Der erste hiess Walter

Von ihm kenne ich weder das Geburts- noch das Todesjahr. Dennoch, wir waren langjährige, gute Freunde. An jedem grossen Fest im KREIS war Walter dabei und kannte Röbi schon viele Jahre vor mir. Natürlich gehörte er zu Röbis Bewunderern, zu denen auch Emil zählte, mein "Vorgänger" an Röbis Seite. Walter und Emil hatten in etwa dasselbe Alter, waren also über zwanzig Jahre älter als wir und zudem miteinander befreundet. Sie teilten die Erfahrung langjähriger Aufenthalte in der weiten Welt, Emil vor dem Krieg als Schiffsjunge und Kellner, Walter in Südamerika als Kochlehrling, dann Chef de cuisine in erstklassigen Hotels. Einmal wollten sie sesshaft werden. Emil eröffnete 1948 ein bald gut gehendes Comestibles-Geschäft im Zürcher Niederdorf, Walter fand ein Haus im Tessin, wo er nach dem Krieg eine Pension für Feriengäste führen wollte.
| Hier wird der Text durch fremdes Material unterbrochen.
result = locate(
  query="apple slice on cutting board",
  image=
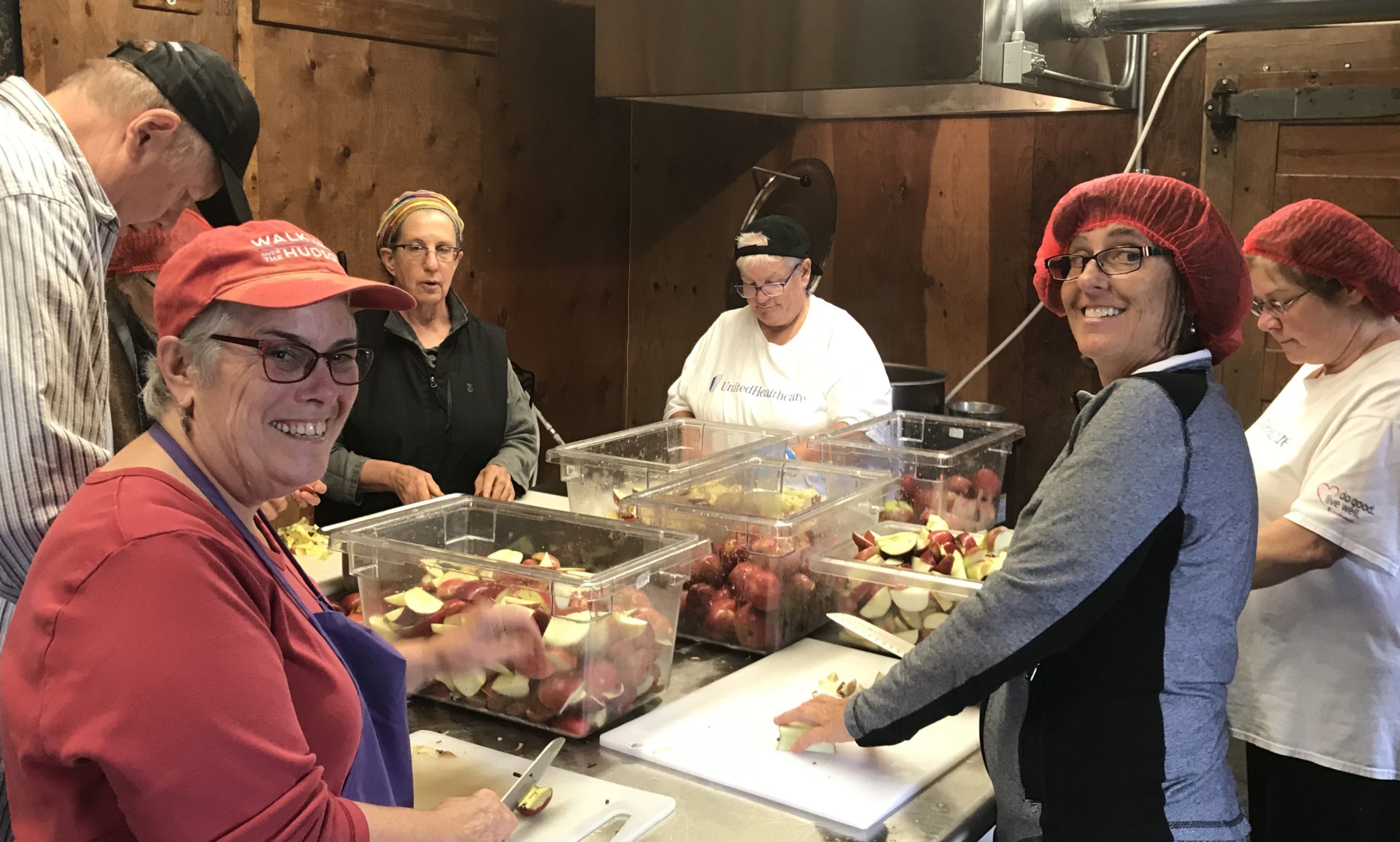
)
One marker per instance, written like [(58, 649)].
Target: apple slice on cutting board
[(446, 767)]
Doch ohne Frau war das in jener Gegend kaum zu realisieren. Per Zufall traf er Maria, eine Künstlerin aus reichem Hause, sehr belesen und auch handwerklich begabt, die sich zudem für Gärtnerei interessierte und gern eine Ehe eingegangen wäre, ohne sie konsumieren zu müssen. Walter und Maria erkannten, wie genau richtig sie füreinander bestimmt waren und heirateten. Sie erwarben sich das Haus mit grossem Garten, wunderschön am Rand der kleinen Ebene beim Dorf Carona gelegen, hoch über dem Luganersee mit Blick direkt zum Damm von Melide hinunter. Auf der linken Seite sah man hinter Carona den felsigen San Salvatore in den Himmel ragen. Zuerst hiess es jedoch, alles perfekt einrichten. Es vergingen gut zwei Jahre, bis Maria den Garten zum Verweilen der Gäste und auch den Obst-, Beeren- und Gemüseteil so angelegt und zurechtgeschnitten hatte, dass ergiebiges Ernten möglich wurde. Ebenso lang brauchte Walter mit dem Innenausbau, vorab der Küche, den diversen Zimmern, dem Aufenthalts- und Speiseraum.
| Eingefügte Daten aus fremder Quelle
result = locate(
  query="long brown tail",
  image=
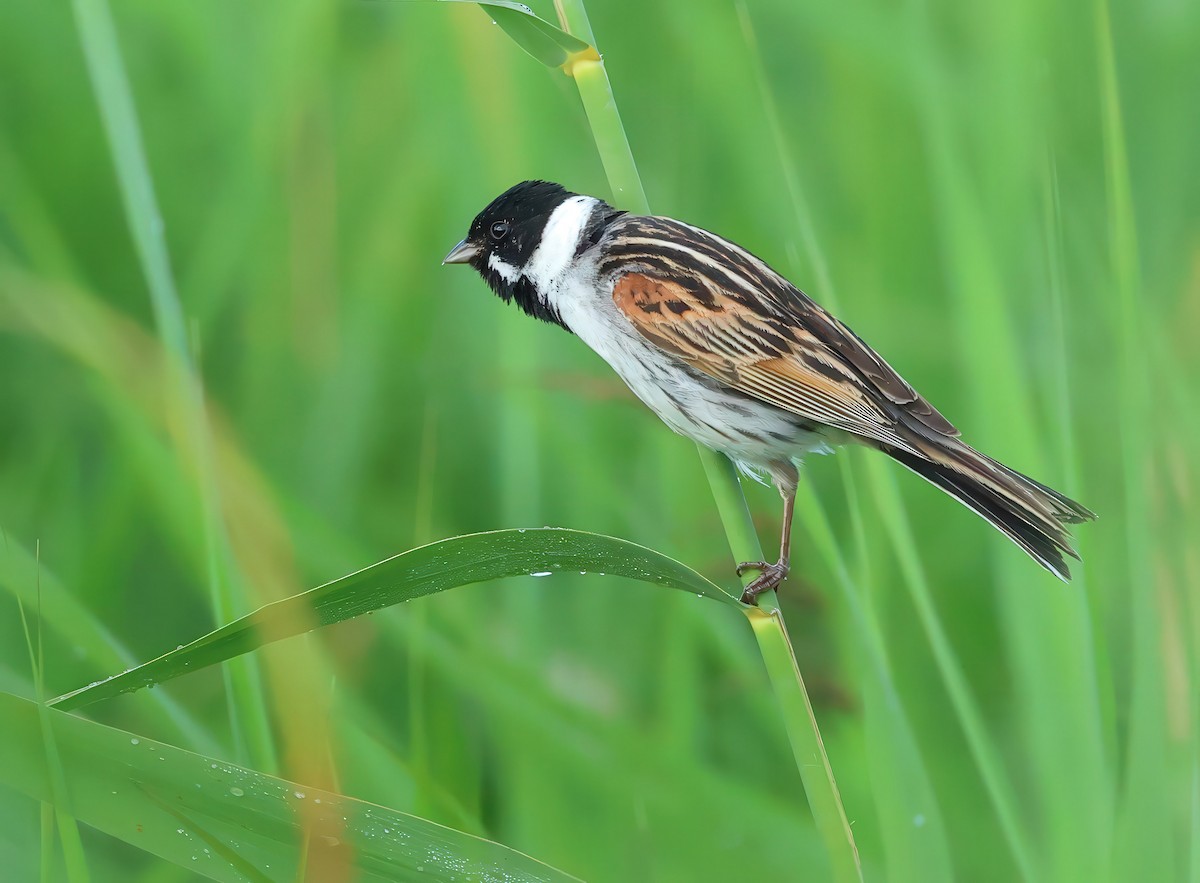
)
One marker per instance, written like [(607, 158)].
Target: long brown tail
[(1027, 512)]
Wie Röbi mit Emil zusammen erstmals um 1950 die "Casa Maria" besuchte, war einiges, so berichtete er mir später, noch gar nicht vorhanden. Ein Sonnenbad etwa existierte nur in Walters Kopf, aber er schilderte es detailliert. Der Keller sah roh aus, weit davon entfernt, auch ein reizend-gemütliches Degustiergewölbe, ein Carnotzet zu sein, von dem viele Freunde später schwärmten. Und erst halbfertig stand Marias Brennofen neben der Heizung.

Wunschkonzerte ab Schallplatten und Theaterabende live

Kurz nachdem wir uns 1956 kennengelernt hatten, wurden Röbi und ich bereits Gäste in Carona und Hausfreunde von Walter und Maria. Von nun an verbrachten wir regelmässig etliche Sommertage dort. Denn die heisse Zeit wurde von der meisten Kundschaft gemieden. Die "Casa Maria" war eine vegetarische Pension mit hervorragender Küche. Es gab drei Einzel- und ein Doppelzimmer, lauschige Gartenplätzchen und den grossen Essraum mit Veranda. Dieser Raum diente zugleich als Bibliothek und Musikzimmer. Marias Bücher, neue Autoren und Klassiker, standen frei zur Verfügung, ebenso ihre Langspielplatten, mit denen sie abends Wunschkonzerte anbot. Sie war mit Hermann Hesse befreundet; seine Werke mit persönlichen Widmungen standen in einem besonderen Gestell. Daneben hingen Kopien von Hesses Zeichnungen und ein kleines Original-Aquarell. Mit Maria konnte man sich stundenlang über Literatur, Musik oder Kunsthandwerk unterhalten. Auch malte sie selbst, Aquarelle vor allem, und war zudem eine begabte Töpferin. Kein Zimmer ohne ihre Vasen, die sie immer wieder auswechselte, je nach den darin von ihr arrangierten Blumen. Der Garten war ihr Reich und alles, was dort in Fülle wuchs. Wenn Walter davon für die Küche wenig oder viel brauchte, er konnte sich immer bedienen. Das gesamte Haushalten blieb seine Sache. "Er kann es hundertmal besser und vor allem viel schneller", meinte Maria. Die paar Gäste, die wir im Sommer trafen, waren mehrheitlich alleinstehende Frauen aus Deutschland, den Benelux-Staaten oder Skandinavien. Männer gab es selten, ausser natürlich KREIS-Kameraden. Die waren im Sommer hoch willkommen.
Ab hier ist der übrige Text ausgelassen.